Soon after entering the store I was approached by employee Austin Rickard who assisted me throughout the transaction. I selected a DVD/VCR player but was told it was out of stock. I was offered the floor model, which I would normally not be willing to accept, but since the store was about to close and I needed to buy a gift, I agreed to take it. Austin grabbed the remote control and told me that the box and paperwork associated with the machine were not available.
I purchased the DVD/VCR player and a phone for business use and left the store. I gave the player to Ken who had been waiting in my car. (I was taking Ken home because he has seizures and does not qualify for a driver’s license. I reside in Front Royal and he lives in Falls Church, which are about 60 miles apart. Manassas is about 45 minutes from Front Royal and we go through the city when travelling to Falls Church.) Ken was happy to receive the gift and seemed unconcerned about the missing box and paperwork.
Ken returned to his part-time job on January 10. (As usual, I had to pick him up on the Sunday evening before the work day.) During the trip to Front Royal he told me that the remote control I had given to him was not the right one. Consequently, the DVD/VCR player was useless during his time off. I asked him to return it to me and I would take it back to the store. As you might expect, I felt rather bad because my gift to Ken, which he was excited to receive, could not be used, so I stopped at a 24-hour Wal-Mart and purchased a new DVD/VCR player.
When I took Ken home on January 14, he gave to me the DVD/VCR player and remote control that I had purchased at hhgregg. Upon returning home I found the receipt and, the following week, I asked another employee who had volunteered to take Ken home to return the items to hhgregg in Manassas. Later that afternoon I received a phone call from Ken who said the store would not accept the return because of a 14 day return policy. They had explained to Sam, a manager, that we had been given the wrong remote and he eventually agreed to waive the 14 day rule since I had the receipt at my home and Ken could not have returned the item himself, but a 20 percent restocking fee would be charged.

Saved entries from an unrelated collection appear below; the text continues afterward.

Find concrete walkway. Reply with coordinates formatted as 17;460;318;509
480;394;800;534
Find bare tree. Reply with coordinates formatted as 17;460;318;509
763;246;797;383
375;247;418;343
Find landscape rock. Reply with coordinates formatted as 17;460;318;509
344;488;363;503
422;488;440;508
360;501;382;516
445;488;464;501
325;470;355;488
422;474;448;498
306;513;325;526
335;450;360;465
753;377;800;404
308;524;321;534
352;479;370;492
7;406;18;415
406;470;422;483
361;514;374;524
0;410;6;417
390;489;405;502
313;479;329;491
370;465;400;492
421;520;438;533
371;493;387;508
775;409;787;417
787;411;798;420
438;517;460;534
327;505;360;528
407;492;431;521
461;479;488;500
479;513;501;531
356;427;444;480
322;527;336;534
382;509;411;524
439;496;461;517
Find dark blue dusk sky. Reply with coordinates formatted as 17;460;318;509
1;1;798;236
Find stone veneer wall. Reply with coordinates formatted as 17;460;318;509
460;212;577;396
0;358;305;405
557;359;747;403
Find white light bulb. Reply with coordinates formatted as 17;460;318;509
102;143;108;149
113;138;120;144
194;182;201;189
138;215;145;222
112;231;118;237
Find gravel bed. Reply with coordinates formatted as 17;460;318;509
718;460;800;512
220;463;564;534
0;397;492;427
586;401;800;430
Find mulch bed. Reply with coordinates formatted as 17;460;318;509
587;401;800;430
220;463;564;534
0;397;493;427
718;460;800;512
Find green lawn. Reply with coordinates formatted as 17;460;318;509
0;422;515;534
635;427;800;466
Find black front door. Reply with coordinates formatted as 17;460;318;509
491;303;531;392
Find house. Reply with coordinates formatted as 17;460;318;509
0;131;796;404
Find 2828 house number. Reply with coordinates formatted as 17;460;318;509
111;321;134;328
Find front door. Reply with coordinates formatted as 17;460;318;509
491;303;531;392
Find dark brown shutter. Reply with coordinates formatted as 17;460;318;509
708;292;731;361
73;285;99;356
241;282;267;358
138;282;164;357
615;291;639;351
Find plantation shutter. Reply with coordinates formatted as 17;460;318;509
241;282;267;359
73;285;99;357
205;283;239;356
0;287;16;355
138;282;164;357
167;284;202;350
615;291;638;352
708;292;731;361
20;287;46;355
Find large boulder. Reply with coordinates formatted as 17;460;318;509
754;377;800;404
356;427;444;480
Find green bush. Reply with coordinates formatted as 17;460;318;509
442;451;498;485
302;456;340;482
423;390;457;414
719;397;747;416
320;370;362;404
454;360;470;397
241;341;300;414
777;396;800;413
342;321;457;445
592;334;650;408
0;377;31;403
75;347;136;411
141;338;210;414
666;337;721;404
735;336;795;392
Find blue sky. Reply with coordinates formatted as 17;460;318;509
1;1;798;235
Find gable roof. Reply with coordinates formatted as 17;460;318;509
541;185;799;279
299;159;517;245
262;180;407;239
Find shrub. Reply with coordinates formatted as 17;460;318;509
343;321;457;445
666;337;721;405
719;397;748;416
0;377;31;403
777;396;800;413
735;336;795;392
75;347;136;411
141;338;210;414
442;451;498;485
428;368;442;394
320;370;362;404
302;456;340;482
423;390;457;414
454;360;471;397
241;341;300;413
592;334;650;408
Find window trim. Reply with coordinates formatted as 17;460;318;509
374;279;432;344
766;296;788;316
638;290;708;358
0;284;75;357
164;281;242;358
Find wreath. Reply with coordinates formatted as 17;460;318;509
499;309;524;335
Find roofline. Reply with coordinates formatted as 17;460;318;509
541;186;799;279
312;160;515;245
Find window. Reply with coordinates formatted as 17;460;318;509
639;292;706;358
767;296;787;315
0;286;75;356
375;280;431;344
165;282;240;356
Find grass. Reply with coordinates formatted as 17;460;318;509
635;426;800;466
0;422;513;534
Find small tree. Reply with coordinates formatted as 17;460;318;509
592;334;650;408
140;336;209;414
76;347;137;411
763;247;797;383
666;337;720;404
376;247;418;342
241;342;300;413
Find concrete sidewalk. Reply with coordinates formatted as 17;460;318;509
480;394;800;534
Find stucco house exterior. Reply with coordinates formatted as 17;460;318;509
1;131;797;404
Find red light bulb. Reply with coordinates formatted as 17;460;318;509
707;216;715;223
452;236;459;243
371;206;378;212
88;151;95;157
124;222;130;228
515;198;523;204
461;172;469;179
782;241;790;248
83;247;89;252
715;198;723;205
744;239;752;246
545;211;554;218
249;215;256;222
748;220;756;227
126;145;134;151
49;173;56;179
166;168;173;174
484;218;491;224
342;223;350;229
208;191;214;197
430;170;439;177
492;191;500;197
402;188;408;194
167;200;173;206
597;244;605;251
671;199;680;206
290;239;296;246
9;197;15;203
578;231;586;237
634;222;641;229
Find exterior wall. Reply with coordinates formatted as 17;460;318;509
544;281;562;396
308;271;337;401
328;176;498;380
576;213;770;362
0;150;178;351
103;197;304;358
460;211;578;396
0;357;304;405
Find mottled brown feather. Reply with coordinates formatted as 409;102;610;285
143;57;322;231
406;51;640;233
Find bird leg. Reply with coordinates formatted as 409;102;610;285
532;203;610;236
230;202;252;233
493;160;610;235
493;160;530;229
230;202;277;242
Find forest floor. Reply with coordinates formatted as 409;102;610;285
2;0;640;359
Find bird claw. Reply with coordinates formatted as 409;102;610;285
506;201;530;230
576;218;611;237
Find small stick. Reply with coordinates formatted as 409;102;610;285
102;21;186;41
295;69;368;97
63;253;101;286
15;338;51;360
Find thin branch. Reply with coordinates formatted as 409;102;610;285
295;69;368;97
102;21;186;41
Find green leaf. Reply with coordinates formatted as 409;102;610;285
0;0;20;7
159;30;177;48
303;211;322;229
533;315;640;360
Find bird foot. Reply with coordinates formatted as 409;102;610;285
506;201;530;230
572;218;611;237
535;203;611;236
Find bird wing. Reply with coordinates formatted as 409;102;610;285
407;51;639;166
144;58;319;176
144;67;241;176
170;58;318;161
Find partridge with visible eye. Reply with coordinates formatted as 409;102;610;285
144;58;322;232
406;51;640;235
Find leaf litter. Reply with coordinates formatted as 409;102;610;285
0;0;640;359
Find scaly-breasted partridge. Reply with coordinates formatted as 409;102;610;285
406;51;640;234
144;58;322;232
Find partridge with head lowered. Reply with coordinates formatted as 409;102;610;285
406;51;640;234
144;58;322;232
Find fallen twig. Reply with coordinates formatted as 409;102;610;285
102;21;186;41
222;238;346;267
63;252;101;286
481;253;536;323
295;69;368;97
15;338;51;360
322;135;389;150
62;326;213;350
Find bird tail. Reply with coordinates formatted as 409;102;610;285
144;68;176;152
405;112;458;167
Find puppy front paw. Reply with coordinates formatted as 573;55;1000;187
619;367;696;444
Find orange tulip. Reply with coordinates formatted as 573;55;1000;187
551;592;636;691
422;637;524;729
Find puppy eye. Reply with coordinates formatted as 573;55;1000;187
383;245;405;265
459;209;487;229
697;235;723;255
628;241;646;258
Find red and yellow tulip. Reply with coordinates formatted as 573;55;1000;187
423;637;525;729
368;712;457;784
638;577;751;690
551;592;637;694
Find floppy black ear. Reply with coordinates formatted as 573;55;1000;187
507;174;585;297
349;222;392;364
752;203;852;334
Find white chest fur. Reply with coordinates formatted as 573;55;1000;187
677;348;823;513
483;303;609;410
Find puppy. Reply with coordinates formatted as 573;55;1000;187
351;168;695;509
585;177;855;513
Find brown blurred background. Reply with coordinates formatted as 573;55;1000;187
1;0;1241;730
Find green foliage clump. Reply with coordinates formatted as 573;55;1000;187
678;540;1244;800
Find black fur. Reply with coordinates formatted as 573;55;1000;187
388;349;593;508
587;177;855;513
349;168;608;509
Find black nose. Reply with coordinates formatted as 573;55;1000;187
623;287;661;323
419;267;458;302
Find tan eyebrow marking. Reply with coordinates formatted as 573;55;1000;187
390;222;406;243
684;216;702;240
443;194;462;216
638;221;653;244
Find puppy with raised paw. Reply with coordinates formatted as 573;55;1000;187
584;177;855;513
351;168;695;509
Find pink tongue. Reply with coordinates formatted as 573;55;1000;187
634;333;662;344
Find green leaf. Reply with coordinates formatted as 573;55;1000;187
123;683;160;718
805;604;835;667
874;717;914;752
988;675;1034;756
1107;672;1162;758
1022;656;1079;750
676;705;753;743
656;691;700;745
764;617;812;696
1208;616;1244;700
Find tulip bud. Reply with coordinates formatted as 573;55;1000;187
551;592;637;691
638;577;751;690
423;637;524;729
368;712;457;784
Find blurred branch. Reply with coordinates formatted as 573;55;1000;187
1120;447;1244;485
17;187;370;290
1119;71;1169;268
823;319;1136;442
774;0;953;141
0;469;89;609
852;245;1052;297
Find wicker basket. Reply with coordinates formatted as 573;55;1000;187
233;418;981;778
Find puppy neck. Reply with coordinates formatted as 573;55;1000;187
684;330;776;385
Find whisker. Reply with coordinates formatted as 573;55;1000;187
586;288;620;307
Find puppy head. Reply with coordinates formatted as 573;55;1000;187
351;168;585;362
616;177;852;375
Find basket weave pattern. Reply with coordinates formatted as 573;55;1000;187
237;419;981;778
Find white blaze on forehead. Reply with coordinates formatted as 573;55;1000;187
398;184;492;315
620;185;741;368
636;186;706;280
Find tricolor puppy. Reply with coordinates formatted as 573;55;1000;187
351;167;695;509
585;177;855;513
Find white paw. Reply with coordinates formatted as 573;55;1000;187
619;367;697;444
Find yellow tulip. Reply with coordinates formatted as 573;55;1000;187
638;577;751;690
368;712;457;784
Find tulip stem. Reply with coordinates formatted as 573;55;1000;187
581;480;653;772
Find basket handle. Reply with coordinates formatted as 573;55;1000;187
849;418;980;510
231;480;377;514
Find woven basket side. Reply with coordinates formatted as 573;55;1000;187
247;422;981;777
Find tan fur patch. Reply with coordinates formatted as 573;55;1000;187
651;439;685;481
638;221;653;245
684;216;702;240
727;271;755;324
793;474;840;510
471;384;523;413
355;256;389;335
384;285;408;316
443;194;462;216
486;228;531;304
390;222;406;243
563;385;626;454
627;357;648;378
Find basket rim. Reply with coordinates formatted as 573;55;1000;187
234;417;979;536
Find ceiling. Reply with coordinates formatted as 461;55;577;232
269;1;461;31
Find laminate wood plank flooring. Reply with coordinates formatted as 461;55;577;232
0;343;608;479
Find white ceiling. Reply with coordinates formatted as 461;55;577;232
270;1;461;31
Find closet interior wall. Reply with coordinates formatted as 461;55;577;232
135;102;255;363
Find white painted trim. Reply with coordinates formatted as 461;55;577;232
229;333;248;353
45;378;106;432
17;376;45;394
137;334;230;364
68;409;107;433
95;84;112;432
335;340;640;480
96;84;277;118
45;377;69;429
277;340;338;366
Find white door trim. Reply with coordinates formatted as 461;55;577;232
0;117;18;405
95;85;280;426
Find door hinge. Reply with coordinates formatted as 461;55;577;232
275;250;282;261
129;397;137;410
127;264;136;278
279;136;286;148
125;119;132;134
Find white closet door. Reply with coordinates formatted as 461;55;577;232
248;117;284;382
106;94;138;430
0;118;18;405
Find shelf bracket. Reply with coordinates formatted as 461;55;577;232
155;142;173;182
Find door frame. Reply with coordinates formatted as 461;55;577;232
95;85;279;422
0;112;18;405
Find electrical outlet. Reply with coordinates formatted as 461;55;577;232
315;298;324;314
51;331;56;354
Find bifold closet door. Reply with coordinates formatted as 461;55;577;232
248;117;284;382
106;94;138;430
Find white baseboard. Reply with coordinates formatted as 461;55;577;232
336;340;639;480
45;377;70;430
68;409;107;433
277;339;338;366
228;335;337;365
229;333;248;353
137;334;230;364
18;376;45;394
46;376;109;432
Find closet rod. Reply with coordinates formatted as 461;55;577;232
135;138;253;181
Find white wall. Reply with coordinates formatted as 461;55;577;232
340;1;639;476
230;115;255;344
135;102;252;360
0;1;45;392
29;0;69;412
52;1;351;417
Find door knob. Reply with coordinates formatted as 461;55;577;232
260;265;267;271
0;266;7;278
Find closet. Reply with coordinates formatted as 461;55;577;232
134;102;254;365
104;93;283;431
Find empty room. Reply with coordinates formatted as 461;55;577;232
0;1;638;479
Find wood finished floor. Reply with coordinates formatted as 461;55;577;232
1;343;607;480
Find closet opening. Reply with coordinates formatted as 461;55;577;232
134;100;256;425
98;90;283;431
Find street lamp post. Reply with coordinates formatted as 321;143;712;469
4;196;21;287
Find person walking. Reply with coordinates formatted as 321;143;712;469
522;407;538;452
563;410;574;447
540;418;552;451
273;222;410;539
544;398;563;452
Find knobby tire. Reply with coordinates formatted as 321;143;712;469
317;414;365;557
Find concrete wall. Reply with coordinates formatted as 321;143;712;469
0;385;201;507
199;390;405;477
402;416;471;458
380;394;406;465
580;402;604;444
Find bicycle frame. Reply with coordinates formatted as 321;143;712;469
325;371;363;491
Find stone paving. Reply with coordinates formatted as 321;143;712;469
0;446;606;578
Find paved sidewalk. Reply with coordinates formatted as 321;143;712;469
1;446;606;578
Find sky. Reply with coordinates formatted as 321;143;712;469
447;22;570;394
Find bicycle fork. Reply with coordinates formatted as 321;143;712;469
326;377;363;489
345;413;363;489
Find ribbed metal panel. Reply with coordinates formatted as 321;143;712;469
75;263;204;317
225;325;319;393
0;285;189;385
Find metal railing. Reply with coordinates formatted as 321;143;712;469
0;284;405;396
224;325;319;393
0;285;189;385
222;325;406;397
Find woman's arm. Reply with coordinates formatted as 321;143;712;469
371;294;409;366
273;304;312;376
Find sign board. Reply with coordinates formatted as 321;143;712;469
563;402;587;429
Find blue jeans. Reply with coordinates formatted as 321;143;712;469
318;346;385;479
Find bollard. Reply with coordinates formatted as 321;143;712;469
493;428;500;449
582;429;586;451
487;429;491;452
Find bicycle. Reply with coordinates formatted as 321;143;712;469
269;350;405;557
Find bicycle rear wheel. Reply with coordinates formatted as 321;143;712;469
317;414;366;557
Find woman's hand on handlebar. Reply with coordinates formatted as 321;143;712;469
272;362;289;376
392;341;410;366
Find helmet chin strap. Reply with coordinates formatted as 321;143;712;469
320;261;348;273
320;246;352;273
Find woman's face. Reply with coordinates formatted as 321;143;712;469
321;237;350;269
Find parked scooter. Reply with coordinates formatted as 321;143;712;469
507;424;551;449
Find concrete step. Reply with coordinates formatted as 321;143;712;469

I worked in retail for much of my life and understand the rationale for a restocking fee. It is to prevent people from “borrowing” the item for and returning it when they no longer had the need. We often experienced this problem with video cameras, which people would take on vacation and bring back to the store upon their return. But this is obviously not what happened here. I told Ken and my other associate to hang tight while I called the hhgregg customer service toll-free number.
While the person with whom I spoke on the phone was quite pleasant, he was unable to convince the manager to waive the restocking fee. In the meantime, Sam told my employees that he would exchange the DVD/VCR player for an even better (more expensive) model. (How this offer meshes with the aforementioned policies is beyond me.) Seeing no alternative they made the exchange. Sam had told them it was the only thing he was willing to do.
I was not asking Sam to do something unreasonable. In fact, having been in the field I understand and even back store policies--but only when they are applied and take into account special situations. After all, it was not me who picked up the wrong remote. It is not as though we were trying to take advantage of or cheat the store.